La trama dell’ultimo Tour de France ha visto il ritorno, in grande forma, di un ordito di sospetto. Un clima giustificato a suon di numeri. Tempi di percorrenza tornati “a livelli dell’èra Armstrong”, wattaggi elevati, velocità ascensionali medie d’antan. Per questo e per altro, il passato discutibile di due uomini dello staff della UAE – Team Emirates, Le Parisien ha posto una domanda che non è una domanda, ma assomiglia a un’accusa: “Dobbiamo credere a Tadej Pogacar?”.
Lo sloveno al via della penultima tappa, la cronometro che portava in cima a La Planche des Belles Filles aveva 57 secondi di ritardo da Primoz Roglic e non era il favorito per la vittoria, nonostante Pogacar a cronometro avesse dimostrato più volte di andare forte e si fosse messo alle spalle il connazionale già ai campionati nazionali. Tadej Pogacar sabato scorso ha vinto la tappa, conquistato la maglia gialla e stabilito il record d’ascesa della Planche. Due secondi meglio di Fabio Aru (2017), dieci secondi meglio di Chris Froome (2012) [i dati sono quelli ufficiali Aso]. Una prestazione che Parisien e Monde hanno fatto passare come “indizi” di qualcosa che non va. Altri “indizi” sono state le prestazioni sulle ascese pirenaiche del Peyresourde e del Marie Blanque. I dati sono però complicati e hanno sempre bisogno di essere interpretati, elaborati, studiati. E possono portare a evidenze che tanto evidenze non sono.
Ben più evidente è il passato di Mauro Gianetti e Joxean Matxin Fernandez, team principal e team manager di UAE Team Emirates, e il loro passato: coinvolti in vicende di doping alla Saunier-Duval. Poi rientrati in gruppo.
Il sospetto che sia tutta finzione sta iniziando a lavorare come un tarlo, corrode all’interno, scava tunnel, offusca i confini di ciò che abbiamo visto e inizia a confonderli e a deformare forme e colori. Ci fa chiedere: è tutto un bluff?

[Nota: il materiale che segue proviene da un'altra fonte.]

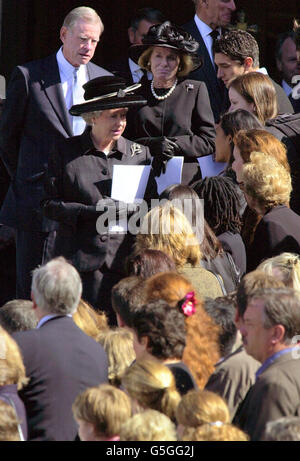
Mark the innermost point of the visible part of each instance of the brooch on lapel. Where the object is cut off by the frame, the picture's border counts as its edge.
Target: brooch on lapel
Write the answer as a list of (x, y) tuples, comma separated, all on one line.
[(189, 87), (135, 149)]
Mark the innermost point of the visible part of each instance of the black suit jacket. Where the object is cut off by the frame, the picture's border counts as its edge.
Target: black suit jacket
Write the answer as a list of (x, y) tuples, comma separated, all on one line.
[(277, 232), (34, 118), (207, 73), (79, 176), (61, 362)]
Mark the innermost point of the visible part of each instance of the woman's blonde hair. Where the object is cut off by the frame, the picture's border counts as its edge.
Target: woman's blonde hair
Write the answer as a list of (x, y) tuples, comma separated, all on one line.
[(202, 334), (185, 64), (248, 141), (148, 426), (215, 433), (166, 228), (106, 407), (118, 345), (265, 180), (153, 385), (258, 89), (9, 431), (200, 407), (288, 265), (88, 320), (12, 370)]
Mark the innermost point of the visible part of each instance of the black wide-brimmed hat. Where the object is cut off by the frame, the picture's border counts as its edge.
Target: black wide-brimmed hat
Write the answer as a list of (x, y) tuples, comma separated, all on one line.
[(170, 36), (108, 92)]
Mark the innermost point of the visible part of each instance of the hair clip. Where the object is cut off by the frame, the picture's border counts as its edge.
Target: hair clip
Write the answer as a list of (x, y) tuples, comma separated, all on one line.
[(216, 423), (188, 304), (189, 87)]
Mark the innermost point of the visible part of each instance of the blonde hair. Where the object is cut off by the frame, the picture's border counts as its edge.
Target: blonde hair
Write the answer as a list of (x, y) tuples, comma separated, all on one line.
[(215, 433), (166, 228), (106, 407), (202, 339), (12, 370), (118, 345), (258, 89), (248, 141), (266, 180), (288, 265), (185, 64), (88, 320), (8, 423), (83, 13), (149, 426), (200, 407), (153, 385)]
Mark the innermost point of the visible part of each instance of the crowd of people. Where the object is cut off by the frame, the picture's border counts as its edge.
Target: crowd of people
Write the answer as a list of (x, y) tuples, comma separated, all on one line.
[(185, 326)]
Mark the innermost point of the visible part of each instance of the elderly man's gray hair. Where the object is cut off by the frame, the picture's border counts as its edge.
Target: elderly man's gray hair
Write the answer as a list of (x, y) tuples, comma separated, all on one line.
[(57, 287)]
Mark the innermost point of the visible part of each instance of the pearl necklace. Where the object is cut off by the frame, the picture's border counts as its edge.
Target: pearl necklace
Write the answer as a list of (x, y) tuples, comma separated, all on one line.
[(161, 98)]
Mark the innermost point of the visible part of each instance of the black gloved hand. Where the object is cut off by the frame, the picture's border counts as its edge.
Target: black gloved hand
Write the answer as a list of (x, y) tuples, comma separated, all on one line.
[(162, 151)]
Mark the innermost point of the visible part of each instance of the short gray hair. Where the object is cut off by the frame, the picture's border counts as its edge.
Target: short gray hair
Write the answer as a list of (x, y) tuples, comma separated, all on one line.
[(88, 116), (57, 287), (281, 307), (85, 13)]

Le perquisizioni all’albergo della squadra di Quintana, la notizia del rinvenimento di “prodotti sanitari, compresi farmaci, ma anche e soprattutto un metodo che può essere qualificato come doping”, hanno contribuito al nostro senso di smarrimento: è tutto un bluff?
È tutto un bluff? E chi lo sa se non si sa cosa è stato trovato e quale sia questo metodo che può essere qualificato come doping. Ce lo dirà la magistratura se lo era. Ce lo diranno eventuali controlli antidoping se era tutto un bluff. Lo scopriremo poi, se certezze ci saranno.

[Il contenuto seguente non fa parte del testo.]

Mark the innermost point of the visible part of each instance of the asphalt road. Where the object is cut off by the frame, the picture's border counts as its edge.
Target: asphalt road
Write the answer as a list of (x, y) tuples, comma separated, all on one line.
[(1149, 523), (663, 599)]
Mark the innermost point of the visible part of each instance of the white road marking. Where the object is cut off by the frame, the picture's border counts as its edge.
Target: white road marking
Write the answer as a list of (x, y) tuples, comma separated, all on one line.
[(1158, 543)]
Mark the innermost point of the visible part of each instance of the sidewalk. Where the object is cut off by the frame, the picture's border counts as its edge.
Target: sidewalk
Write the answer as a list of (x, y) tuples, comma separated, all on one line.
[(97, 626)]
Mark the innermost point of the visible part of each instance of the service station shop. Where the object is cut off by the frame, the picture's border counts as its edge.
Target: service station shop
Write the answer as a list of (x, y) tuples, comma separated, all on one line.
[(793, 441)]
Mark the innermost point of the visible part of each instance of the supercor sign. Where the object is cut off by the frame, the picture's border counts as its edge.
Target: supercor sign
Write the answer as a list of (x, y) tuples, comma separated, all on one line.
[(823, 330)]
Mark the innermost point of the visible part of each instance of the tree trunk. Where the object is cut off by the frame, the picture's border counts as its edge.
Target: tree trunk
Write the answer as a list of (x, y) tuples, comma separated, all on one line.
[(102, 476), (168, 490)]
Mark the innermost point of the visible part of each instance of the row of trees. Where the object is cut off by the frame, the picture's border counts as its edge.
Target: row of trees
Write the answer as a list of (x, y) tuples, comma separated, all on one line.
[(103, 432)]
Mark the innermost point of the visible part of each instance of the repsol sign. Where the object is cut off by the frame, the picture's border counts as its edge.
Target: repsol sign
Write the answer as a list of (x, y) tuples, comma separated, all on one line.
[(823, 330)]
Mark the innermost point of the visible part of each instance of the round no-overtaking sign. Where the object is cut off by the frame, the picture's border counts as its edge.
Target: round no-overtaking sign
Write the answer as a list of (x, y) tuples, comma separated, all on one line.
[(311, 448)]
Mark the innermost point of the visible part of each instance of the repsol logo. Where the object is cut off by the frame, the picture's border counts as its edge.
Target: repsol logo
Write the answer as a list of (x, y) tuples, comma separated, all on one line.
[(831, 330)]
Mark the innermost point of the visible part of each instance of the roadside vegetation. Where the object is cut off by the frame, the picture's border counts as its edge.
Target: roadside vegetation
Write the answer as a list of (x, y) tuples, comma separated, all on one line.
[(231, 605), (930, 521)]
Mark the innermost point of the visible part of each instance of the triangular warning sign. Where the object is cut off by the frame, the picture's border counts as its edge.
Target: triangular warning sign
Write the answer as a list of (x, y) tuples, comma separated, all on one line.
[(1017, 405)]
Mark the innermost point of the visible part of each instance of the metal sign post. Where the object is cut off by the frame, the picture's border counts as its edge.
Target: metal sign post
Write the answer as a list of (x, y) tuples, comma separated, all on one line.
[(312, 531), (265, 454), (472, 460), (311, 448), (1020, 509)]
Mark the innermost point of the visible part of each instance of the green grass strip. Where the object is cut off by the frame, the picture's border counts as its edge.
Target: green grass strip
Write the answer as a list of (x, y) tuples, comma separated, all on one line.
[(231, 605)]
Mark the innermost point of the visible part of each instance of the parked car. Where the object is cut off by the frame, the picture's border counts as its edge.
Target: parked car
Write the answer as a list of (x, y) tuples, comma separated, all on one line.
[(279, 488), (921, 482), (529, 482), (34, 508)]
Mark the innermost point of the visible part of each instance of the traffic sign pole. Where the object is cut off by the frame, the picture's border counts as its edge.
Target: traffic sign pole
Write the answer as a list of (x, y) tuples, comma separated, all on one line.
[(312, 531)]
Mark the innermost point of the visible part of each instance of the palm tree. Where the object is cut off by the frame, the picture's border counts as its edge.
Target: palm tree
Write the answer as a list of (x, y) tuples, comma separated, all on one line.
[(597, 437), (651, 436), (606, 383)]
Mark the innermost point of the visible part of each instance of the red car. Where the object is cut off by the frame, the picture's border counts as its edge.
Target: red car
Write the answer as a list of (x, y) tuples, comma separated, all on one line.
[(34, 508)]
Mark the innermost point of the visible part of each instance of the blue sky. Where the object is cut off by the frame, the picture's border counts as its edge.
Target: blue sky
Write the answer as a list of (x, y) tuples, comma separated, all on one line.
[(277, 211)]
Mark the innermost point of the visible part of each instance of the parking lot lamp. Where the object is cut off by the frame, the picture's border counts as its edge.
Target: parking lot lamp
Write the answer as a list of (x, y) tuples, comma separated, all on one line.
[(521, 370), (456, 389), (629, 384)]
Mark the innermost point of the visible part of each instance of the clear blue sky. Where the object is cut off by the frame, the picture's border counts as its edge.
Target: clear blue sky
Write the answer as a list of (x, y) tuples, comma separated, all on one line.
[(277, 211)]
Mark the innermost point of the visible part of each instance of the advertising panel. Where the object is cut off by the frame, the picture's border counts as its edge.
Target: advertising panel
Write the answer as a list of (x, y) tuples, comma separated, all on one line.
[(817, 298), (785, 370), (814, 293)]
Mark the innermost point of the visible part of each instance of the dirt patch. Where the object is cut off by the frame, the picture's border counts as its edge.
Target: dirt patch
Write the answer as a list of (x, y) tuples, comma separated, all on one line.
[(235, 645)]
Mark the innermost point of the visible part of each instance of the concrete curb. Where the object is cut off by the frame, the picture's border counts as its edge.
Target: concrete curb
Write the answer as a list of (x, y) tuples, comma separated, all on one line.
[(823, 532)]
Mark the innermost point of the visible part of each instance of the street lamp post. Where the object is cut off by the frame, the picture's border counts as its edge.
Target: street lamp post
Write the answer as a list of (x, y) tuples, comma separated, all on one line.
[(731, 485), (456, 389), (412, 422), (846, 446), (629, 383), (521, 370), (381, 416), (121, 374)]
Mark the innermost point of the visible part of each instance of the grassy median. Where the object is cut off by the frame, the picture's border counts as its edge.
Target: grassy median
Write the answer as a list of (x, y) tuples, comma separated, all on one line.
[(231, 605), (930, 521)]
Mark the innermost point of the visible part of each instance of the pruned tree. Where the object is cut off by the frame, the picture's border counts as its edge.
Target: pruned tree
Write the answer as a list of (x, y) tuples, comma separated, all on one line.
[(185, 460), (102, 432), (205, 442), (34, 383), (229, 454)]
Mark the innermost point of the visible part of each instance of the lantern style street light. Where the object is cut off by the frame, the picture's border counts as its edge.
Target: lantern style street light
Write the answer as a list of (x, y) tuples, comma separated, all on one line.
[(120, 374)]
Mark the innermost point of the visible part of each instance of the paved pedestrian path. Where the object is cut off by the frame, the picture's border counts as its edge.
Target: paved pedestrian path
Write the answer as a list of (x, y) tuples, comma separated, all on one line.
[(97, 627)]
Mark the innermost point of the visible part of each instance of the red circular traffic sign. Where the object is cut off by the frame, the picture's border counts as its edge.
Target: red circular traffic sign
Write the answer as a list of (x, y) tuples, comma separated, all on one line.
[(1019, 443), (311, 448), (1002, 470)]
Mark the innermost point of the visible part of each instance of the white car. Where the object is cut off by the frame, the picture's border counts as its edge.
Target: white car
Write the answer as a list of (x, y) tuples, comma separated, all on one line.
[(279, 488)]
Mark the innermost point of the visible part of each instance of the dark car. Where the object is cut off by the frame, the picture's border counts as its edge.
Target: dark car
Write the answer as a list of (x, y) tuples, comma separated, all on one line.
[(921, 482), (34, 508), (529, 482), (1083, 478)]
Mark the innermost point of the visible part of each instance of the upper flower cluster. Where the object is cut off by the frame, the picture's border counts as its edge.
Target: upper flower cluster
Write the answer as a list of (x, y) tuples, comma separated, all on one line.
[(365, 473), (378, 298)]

Nel 23 settembre 1950 il Congresso americano emanò il McCarran Internal Security Act, la vittoria del senatore Joseph McCarthy, l’evidenza politica di un pericolo comunista che covava la volontà di trasformare l’America in un paradiso socialista. Qualche comunista c’era effettivamente, il pericolo di un ribaltamento del sistema americano un po’ meno. La caccia alle streghe era in ogni caso iniziata.

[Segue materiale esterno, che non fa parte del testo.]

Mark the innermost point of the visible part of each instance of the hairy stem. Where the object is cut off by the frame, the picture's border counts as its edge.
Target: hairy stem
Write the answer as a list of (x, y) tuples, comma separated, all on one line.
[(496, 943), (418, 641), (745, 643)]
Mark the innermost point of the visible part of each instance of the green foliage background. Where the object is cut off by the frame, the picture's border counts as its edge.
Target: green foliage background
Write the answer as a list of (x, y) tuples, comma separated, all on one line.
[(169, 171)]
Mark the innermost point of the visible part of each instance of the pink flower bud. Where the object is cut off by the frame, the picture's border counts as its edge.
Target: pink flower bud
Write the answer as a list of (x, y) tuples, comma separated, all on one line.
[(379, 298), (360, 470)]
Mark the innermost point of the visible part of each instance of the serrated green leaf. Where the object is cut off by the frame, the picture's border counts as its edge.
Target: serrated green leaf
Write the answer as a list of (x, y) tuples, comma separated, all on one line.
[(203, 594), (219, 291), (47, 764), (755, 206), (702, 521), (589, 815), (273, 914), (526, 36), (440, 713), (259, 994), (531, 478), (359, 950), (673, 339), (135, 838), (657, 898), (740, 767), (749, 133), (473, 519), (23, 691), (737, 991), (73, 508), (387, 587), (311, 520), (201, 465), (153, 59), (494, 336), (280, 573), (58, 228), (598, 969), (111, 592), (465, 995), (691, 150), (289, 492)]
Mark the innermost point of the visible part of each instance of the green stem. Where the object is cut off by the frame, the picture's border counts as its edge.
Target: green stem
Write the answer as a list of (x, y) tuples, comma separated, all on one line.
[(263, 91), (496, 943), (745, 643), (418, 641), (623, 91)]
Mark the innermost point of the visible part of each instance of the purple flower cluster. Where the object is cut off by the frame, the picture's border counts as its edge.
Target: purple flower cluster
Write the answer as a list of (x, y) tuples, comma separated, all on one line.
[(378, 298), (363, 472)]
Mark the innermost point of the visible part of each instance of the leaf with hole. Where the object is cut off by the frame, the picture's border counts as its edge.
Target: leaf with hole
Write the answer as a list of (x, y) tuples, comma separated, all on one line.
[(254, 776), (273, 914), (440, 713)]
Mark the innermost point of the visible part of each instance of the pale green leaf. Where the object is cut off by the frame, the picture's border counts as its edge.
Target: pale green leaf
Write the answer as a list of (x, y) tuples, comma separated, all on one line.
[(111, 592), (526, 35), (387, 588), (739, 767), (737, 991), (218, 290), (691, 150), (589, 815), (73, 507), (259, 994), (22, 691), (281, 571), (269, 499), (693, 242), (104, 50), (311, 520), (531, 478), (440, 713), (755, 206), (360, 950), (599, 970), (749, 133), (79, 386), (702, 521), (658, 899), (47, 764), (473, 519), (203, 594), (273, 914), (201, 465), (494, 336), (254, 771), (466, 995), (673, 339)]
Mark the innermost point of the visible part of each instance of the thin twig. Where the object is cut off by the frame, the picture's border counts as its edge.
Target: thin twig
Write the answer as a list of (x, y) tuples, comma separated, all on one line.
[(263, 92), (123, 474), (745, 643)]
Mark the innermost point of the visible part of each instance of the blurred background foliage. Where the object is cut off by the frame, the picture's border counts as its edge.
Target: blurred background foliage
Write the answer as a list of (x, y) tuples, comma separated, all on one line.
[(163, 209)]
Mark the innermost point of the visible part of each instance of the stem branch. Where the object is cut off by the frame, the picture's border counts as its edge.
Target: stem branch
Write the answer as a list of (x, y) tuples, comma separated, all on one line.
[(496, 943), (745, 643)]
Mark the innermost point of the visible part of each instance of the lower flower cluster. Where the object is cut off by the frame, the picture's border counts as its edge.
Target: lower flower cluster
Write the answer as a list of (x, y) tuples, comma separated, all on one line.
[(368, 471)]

È tutto un bluff? Ci penseremo poi se dovremo pensarci. Intanto sarebbe meglio dimenticarci di watt-Vam-VO2 max e risalire in sella e accorgersi che su di una bicicletta il mondo assume dimensioni diverse, che ogni tanto ci si può ancora stupire di quello che si riesce a fare. Che esiste soprattutto qualcosa di altro rispetto a tutti quei numeri che hanno invaso qualsiasi cosa. E tra queste il piacere di vedere per vedere, senza sapere se è tutto vero o tutto finto.